04 07

What happens when you grow?

From company culture to work-life balance, here’s what to expect as your company gets big.


Hiring right, and not fast, is one of the most important lessons.

  • Communication challenges in small teams tend to be personality-driven. Communication challenges in growing teams tend to be process-driven.

  • A company’s first hires establish the culture. As the company grows, the culture can degrade if not protected. Growing businesses often enshrine their values for new hires, especially in far-flung offices.

  • Small companies are fun in part because of their cosy, all-hands-on-deck, close-knit atmosphere. By necessity, growing businesses, particularly with geographically spread-out teams, need to swap shouting across a room for the likes of Slack messages. However, the context and subtlety of in-person communication can be lost online.

  • Employee access to the founder may become more restricted, as layers of new managers come on board.


Risks from poorly-thought-through operations can quickly mount and dominate your radar.

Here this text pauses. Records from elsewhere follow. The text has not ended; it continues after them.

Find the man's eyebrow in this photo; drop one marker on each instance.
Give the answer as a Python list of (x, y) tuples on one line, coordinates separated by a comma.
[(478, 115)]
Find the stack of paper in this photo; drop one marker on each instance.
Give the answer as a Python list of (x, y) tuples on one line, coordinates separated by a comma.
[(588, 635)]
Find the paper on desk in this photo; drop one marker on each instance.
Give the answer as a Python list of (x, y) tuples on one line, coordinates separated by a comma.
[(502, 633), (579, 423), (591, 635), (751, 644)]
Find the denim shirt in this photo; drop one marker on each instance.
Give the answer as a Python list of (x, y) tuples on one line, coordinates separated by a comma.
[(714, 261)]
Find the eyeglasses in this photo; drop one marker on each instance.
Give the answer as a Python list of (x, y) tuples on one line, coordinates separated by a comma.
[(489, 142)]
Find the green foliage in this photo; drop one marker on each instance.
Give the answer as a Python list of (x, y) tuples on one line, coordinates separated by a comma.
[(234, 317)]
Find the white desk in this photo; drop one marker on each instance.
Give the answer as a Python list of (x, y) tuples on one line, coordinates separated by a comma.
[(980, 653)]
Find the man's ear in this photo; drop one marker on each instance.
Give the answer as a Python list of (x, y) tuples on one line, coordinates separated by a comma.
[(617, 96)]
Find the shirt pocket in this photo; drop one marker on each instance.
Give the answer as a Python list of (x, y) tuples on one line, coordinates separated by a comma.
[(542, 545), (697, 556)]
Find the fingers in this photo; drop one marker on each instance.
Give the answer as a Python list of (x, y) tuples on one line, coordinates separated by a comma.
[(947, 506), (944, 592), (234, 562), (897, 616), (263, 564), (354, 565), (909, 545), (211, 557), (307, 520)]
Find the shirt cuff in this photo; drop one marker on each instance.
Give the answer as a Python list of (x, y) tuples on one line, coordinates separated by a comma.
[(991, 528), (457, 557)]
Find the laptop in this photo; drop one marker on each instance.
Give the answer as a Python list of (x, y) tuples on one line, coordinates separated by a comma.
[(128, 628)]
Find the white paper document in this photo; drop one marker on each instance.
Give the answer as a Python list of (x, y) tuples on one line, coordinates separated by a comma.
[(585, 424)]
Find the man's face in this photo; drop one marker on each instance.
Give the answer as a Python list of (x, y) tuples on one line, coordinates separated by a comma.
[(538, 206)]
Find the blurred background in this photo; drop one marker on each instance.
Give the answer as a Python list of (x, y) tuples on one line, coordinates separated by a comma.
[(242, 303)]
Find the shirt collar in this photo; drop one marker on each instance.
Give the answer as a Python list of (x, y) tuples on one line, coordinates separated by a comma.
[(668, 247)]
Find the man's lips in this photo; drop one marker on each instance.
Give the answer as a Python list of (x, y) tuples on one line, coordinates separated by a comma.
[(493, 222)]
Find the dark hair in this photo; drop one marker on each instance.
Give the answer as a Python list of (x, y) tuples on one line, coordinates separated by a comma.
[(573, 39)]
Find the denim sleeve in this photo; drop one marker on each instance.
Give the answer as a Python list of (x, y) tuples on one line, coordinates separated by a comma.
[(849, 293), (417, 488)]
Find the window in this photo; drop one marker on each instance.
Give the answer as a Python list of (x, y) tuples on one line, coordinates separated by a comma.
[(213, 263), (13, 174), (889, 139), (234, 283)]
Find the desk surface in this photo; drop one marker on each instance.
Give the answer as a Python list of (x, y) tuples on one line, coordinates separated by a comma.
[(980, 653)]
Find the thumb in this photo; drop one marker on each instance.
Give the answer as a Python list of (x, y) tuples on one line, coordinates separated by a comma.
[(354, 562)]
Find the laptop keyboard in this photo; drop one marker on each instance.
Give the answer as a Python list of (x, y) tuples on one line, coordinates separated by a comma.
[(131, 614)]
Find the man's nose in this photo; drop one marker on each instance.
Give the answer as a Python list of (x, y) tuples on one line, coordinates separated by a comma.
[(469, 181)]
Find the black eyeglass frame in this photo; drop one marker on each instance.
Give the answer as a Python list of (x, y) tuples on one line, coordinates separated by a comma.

  • Decisions at growing companies take longer – more thinking, testing, checking and double-checking.

  • Small mistakes by a £1m business are bad; small mistakes by a £1bn business can be catastrophic – yet such firms also have a bigger financial cushion to absorb a backlash.

  • More customers means more software bugs and customer-service complaints. Of course, growing companies also have more engineers and customer service reps.

  • As processes and products multiply, inefficiencies can clog up the system if not close monitored.

  • A growing company’s costs will rise for everything from servers to back-end platforms, the prices of which often depend on metrics such as traffic. It can take an awful lot of your time and focus for revenue to outpace costs.

  • It’s key to know when to hit the brakes in the short term in order to grow faster later on.


More than anything, YOU might be the biggest obstacle for your company’s growth.

  • Bad personal habits in a tiny company can become large cultural problems at a giant company.
  • You’ll need to become excellent at self-analysis and identifying areas for your own personal development. You might need to upgrade your hiring skills, for instance, in order to get the job done. Some founders find there are skills they simply can’t learn, and instead swap themselves out with a ‘professional CEO’ to run day-to-day operations.
  • A founder’s mindset needs to quickly adapt to the company they want to build, not the company they currently are. If you’re planning to build a £100m company, you should act like one today – not in five years.
  • Expect your lifestyle to change and your stress levels to rise if you don’t make a conscious effort to protect your time and mental health. Keep reminding yourself that growth isn’t an end in and of itself – a founder should enjoy what they do. Otherwise… what’s the point?